[Bug 1219522] New: Kernel panic with 6.7.x version
https://bugzilla.suse.com/show_bug.cgi?id=1219522 Bug ID: 1219522 Summary: Kernel panic with 6.7.x version Classification: openSUSE Product: openSUSE Tumbleweed Version: Current Hardware: x86-64 OS: openSUSE Tumbleweed Status: NEW Severity: Major Priority: P5 - None Component: Kernel Assignee: kernel-bugs@opensuse.org Reporter: e.kleinmentink@zonnet.nl QA Contact: qa-bugs@suse.de Target Milestone: --- Found By: --- Blocker: --- Created attachment 872422 --> https://bugzilla.suse.com/attachment.cgi?id=872422&action=edit dmesg 6.6.11-1 kernel I get a kernel panic since the 6.7.x kernels. The capslock key is flickering and if i use the "recovery mode" i usually see: [T8] psmouse serio1: synaptics: Touchpad model: 1, fw: 8.16, id: 0x1e2b1, caps: 0xf01fa3/0x940300/0x12e800/0x400000, board id: 3276, fw id: 2700068 [T8] psmouse serio1: synaptics: serio: Synaptics pass-through port at isa0060/serio1/input0 [T8] input: SynPS/2 Synaptics TouchPad as /devices/platform/i8042/serio1/input/input2 I have no idea how to debug this. No error message. In the past i applied a kernel bisect (for debian i think) but i could not find a guide for Tumbleweed. Hardware: Lenovo T580 Grub menu contains: * 6.7.2-1 * 6.7.1-2 * 6.6.11-1 Included a "dmesg" output of a normal boot with the "6.6.11-1" kernel. -- You are receiving this mail because: You are the assignee for the bug.

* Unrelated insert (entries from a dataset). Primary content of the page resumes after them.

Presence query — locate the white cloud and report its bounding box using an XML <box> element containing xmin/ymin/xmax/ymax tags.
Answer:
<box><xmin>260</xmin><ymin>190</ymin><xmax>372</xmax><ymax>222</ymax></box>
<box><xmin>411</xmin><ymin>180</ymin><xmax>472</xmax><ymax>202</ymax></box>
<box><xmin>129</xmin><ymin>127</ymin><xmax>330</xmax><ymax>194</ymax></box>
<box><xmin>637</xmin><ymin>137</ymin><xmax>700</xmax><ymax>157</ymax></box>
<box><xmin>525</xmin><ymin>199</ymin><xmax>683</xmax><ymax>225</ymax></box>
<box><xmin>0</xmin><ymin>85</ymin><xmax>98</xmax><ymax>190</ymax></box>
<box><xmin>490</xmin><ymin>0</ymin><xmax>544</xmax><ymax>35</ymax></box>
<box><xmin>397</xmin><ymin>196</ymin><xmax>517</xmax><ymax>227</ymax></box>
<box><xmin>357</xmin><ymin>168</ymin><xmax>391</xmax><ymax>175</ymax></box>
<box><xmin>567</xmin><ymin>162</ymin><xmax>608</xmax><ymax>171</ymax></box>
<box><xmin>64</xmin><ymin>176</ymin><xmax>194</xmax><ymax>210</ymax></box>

https://bugzilla.suse.com/show_bug.cgi?id=1219522 https://bugzilla.suse.com/show_bug.cgi?id=1219522#c1 Takashi Iwai <tiwai@suse.com> changed: What |Removed |Added ---------------------------------------------------------------------------- CC| |tiwai@suse.com --- Comment #1 from Takashi Iwai <tiwai@suse.com> --- Check with 6.7.3 kernel in OBS Kernel:stable repo at first. http://download.opensuse.org/repositories/Kernel:/stable/standard/ If the problem persists, try to remove "verbose" and "splash=...." boot options. This might give you a bit better insight. If the problem still isn't visible, try to boot with "nomodeset" option instead. If this works, the problem lies in the graphics driver. In addition, you can try the 6.8-rc kernel in OBS Kernel:HEAD repo, too http://download.opensuse.org/repositories/Kernel:/HEAD/standard/ -- You are receiving this mail because: You are the assignee for the bug.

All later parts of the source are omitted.